Avrupa Merkez Bankası’nın (ECB) görevden ayrılacak olan Denetim Başkanı Andrea Enria, Avrupa bankacılık sektöründe parçalanma, ayrışma risklerini artırdığına dikkat çekti.
Enria, Avrupa bankacılık sisteminin giderek parçalanmasının finansal kırılganlığı arttıran ve herkesi daha yüksek maliyetlerle karşı karşıya bırakan bir “fay hattı” olduğu uyarısında bulundu. ECB’nin Denetim Başkanı olarak geçirdiği 5 yılın ardından bu yılın sonunda görevinden ayrılacak olan Enria, Financial Times’a verdiği demeçte en büyük “kişisel pişmanlığının” 20 üyeli Euro Bölgesi bankacılık piyasasının “ulusal hatlar boyunca giderek daha fazla bölünmesi” olduğunu söyledi.
Enria, “Kurumsal düzenlemelerimizde, entegrasyon ve güvenlik ağı açısından hala bu tür ulusal fay hatlarını sürdürüyoruz. Düzeltmemiz gereken ana mesele budur” dedi. Bu fay hattının bir “risk unsuru” yarattığını da ifade eden Enria, “Bankacılık birliğinin bir parçasını vuran bir şok yaşarsanız, bankacılık sektörü bir ülkedeki kayıpları başka bir ülkedeki karlar yoluyla absorbe ederek bir şok emici olarak çalışamaz” diye konuştu.
Avrupa’daki bankalar, faiz oranlarındaki keskin yükselişi, kredi maliyetlerini arttırdıkları kadar hızlı bir şekilde mevduat sahiplerine yansıtmadıkları için eleştiriliyor.
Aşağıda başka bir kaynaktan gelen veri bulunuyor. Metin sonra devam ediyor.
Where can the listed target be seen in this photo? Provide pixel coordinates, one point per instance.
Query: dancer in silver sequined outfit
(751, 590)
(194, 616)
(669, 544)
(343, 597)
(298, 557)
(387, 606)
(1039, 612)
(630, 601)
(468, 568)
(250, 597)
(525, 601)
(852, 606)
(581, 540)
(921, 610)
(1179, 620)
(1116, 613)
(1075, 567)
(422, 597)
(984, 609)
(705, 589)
Kredi ve tasarruf oranları arasındaki fark, kredi verenlerin kârlarını artırdı ve İspanya ve İtalya gibi bazı ülkelerin sektöre talih kuşu vergileri getirmesine neden oldu. Enria bu durumun kısmen tek para birimi bloğu genelinde sınır ötesi rekabetin olmamasından kaynaklandığını söyledi.
“Eğer daha fazla rekabet varsa, eğer daha entegre bir pazarınız varsa, bu hem mevduat sahipleri hem de borçlular olmak üzere banka müşterileri için çok daha faydalı olacaktır” dedi. Euro Bölgesi kredi kuruluşları, mart ayında aralarında Silikon Vadisi Bankası’nın da bulunduğu çok sayıda ABD’li kredi kuruluşunun batması ve İsviçreli Credit Suisse’deki likidite krizinin bankayı rakibi UBS’in kucağına itmesiyle sektörde yaşanan çalkantılardan nispeten etkilenmemişti.
Ancak Enria, sektördeki çalkantının “beni gerçekten korkuttuğunu” çünkü bir krizde “yatırımcıların bir bankanın hisse fiyatına karşı bahis oynayarak veya bir borç temerrüdüne karşı sigorta satın alarak” bir sonraki zayıf halkaya gittiğini söyledi. Bu durum, kırılgan olarak görülen bankalardan mevduat çeken “kurumsal ve şirket haznedarlarının davranışları üzerinde anında olumsuz bir etki” yarattı.
Rusya faiz oranlarını yüzde 15’e yükseltti
Rusya merkez bankası, enflasyonu frenlemek ve zayıf rubleyi desteklemek amacıyla faiz oranını yüzde 15’e çıkardı. Beklenenin üzerinde iki puanlık faiz artışı üst üste dördüncü kez borçlanma maliyetlerini artırdı. Ülkenin merkez bankası olan Rusya Merkez Bankası, enflasyonu yüzde 4 hedefine geri döndürmeyi amaçladığı için temmuz ayından bu yana faiz oranlarını 7.5 puan artırdı.
Buna, rublenin dolara karşı 100 seviyesinin üzerine çıkması ve Kremlin’in daha sıkı para politikası çağrısı yapması nedeniyle ağustos ayında yapılan planlanmamış acil zam da dahildir. Yapılan açıklamada, “Mevcut enflasyonist baskılar, Rusya Merkez Bankası’nın beklentilerinin önemli ölçüde üzerinde bir seviyeye yükseldi” dedi.